Eventually, she grew into the Big Ten player who leads her team through dozens of matches, daily practices and lifts twice a week.
To the rest of the Knights, Li is much more than the top of the lineup, as she is someone they rely on for basic information like which clothes to wear to matches as well as someone who they can turn to in times of need.
Sophomore Chloe Lee was a biotech major her freshman year, but was having a hard time with the coursework and adjusting to college academics.
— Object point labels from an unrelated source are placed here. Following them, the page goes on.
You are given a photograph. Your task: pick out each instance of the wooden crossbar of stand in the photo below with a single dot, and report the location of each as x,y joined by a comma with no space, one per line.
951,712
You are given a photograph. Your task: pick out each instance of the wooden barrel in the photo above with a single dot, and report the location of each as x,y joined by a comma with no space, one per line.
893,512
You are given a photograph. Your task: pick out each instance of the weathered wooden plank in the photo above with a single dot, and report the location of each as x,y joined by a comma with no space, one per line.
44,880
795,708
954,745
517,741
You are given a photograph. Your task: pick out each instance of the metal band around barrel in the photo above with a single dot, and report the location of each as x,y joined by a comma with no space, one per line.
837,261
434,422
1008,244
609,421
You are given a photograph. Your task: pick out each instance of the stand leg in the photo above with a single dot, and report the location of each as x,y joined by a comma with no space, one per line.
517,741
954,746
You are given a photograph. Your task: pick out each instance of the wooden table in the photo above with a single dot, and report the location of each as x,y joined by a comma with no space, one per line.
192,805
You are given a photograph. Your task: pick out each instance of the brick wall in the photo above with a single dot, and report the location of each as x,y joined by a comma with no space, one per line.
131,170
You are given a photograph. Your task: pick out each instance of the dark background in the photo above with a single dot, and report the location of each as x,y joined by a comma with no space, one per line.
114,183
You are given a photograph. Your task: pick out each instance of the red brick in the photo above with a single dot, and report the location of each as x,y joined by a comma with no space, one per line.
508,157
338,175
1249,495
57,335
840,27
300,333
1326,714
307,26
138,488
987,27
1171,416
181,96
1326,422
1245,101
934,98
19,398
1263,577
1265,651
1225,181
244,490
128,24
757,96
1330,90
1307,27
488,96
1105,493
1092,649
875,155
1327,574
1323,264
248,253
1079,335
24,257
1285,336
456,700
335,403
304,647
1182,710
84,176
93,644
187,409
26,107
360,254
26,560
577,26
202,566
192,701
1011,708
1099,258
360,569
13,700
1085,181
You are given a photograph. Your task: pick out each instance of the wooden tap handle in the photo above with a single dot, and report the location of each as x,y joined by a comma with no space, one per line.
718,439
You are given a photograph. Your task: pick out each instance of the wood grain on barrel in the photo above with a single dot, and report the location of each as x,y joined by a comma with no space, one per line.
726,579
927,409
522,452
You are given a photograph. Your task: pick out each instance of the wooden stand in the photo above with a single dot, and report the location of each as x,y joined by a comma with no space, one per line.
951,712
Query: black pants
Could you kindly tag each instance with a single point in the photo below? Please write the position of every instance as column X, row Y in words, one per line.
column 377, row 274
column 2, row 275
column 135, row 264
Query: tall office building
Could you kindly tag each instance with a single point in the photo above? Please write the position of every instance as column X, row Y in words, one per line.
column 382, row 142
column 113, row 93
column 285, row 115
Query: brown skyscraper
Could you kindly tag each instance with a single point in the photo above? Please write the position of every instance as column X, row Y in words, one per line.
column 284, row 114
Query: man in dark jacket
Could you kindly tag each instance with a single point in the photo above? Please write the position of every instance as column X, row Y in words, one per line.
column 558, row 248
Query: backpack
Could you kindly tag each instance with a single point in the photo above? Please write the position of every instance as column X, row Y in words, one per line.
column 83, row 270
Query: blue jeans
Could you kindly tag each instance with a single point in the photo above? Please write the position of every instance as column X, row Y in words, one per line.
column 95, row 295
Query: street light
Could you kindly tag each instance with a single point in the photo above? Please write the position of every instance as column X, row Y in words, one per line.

She called Li looking for a little advice because she thought transferring to engineering might be a better path.
Thirty minutes after a brief conversation, Lee received a text message from Li laying out a possible schedule for the next seven semesters that would make it possible for her to get an engineering degree.
“I was very nervous about my studies and I had only known her Gina for six weeks,” Lee said. “But she calmed me down and that text shows how she’s always cognizant of other people are feeling.”
In that moment, Li demonstrated her leadership as well as her thoughtfulness by going out of her way to help a troubled teammate.
As the player in the number two singles position, Lee competes next to Li and couldn’t be happier about it.
Li’s investment in her teammates and herself is evident.
“At the East Brunswick Racquet Club, where we have the majority of our matches, the playing environment is isolated from the crowd,” Lee said. “Every time we play, but especially there, Gina’s encouragement helps me get through matches.”